Wednesday, 17 September 2025

Joint Oireachtas Committee on Climate, Environment and Energy

Carbon Budget: Discussion (Resumed)

2:00 am

Professor Barry McMullin:

I am on so I will take first cut and pass it over to Professor Daly. I thank the Deputy, from one DCU alumnus to another.

As regards the data centre issue specifically, the Deputy suggested that maybe we could have positive effects from data centre growth and that they would involve the deployment of more renewables. At best they would involve the deployment of more renewables to just about match the expansion in energy consumption. That is not improving things; it is at best just not making things worse. However, that would be true only if there were not these constraints. We have limited sites for new renewables development, we have limited capacity in the planning system, we have limited capacity in local communities to engage - we have all these constraints, so we need to develop renewables at the absolute maximum rate we possibly can in order to drive down our usage of fossil fuels for everything we are currently doing.

If some of the renewable sites, some of the capacity in the planning system, some of the expert engineers and some other critical resources are carved out to serve as data centres, that will inevitably slow down the deployment of renewable energy for our other needs. We hope this is a medium-term issue. It involves 20 or 30 years, rather than five years. We are trying to transform the entire energy system. When we get to the happy situation where we have 100% zero-carbon energy fully deployed, let us expand any and all energy use that we like. However, we are not in that happy situation and we will not be for at least 30 years.

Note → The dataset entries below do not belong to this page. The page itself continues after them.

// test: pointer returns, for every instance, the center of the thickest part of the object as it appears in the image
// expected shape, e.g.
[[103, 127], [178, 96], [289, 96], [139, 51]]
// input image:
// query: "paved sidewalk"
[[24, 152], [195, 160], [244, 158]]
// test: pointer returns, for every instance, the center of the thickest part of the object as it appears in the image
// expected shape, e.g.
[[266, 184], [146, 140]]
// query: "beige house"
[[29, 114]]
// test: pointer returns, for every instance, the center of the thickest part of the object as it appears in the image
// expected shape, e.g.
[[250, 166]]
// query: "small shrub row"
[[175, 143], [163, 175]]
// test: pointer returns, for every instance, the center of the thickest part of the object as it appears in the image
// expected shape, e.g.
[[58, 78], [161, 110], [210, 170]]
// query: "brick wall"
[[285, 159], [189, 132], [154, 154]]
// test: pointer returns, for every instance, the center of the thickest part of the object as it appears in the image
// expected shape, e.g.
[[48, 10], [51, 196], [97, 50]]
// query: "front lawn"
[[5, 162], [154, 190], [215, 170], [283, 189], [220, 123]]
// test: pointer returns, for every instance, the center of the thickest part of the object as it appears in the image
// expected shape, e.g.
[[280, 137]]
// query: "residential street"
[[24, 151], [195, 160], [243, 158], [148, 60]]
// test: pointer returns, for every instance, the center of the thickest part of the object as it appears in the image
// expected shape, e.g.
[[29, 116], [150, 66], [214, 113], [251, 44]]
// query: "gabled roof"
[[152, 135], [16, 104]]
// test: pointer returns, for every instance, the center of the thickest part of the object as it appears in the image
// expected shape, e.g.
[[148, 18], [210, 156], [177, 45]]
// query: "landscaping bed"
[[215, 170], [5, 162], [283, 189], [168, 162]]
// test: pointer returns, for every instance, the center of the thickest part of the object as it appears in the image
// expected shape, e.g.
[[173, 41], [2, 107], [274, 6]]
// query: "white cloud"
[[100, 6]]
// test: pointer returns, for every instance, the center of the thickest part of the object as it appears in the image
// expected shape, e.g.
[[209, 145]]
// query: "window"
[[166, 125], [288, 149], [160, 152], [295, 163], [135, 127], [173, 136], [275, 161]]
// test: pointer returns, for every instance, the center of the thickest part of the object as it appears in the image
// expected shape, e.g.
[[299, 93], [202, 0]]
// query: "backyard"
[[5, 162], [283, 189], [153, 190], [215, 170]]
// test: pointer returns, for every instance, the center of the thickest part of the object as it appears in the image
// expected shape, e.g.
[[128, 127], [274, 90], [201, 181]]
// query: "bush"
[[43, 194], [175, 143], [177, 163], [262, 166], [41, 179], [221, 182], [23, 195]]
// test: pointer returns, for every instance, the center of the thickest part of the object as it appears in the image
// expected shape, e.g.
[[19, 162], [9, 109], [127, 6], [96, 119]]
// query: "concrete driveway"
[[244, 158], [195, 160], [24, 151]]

The issue of waste heat is a bit of a red herring in the Irish context because we do not have the established heat networks. Heat networks are great. They do not serve every heat need but they are great and we know that from SEAI reporting on it some years ago. Accelerating the development of heat networks in Ireland would be very useful, but I would not do it on the basis that it would give a role to data centres that they would not otherwise have; we should do it because it is a way of decarbonising heat. We should remember that data centres may come and go for various reasons. If we have built them into the provision of heating as a critical source of heat and they go, we will have a different problem. Many things are bound up in there.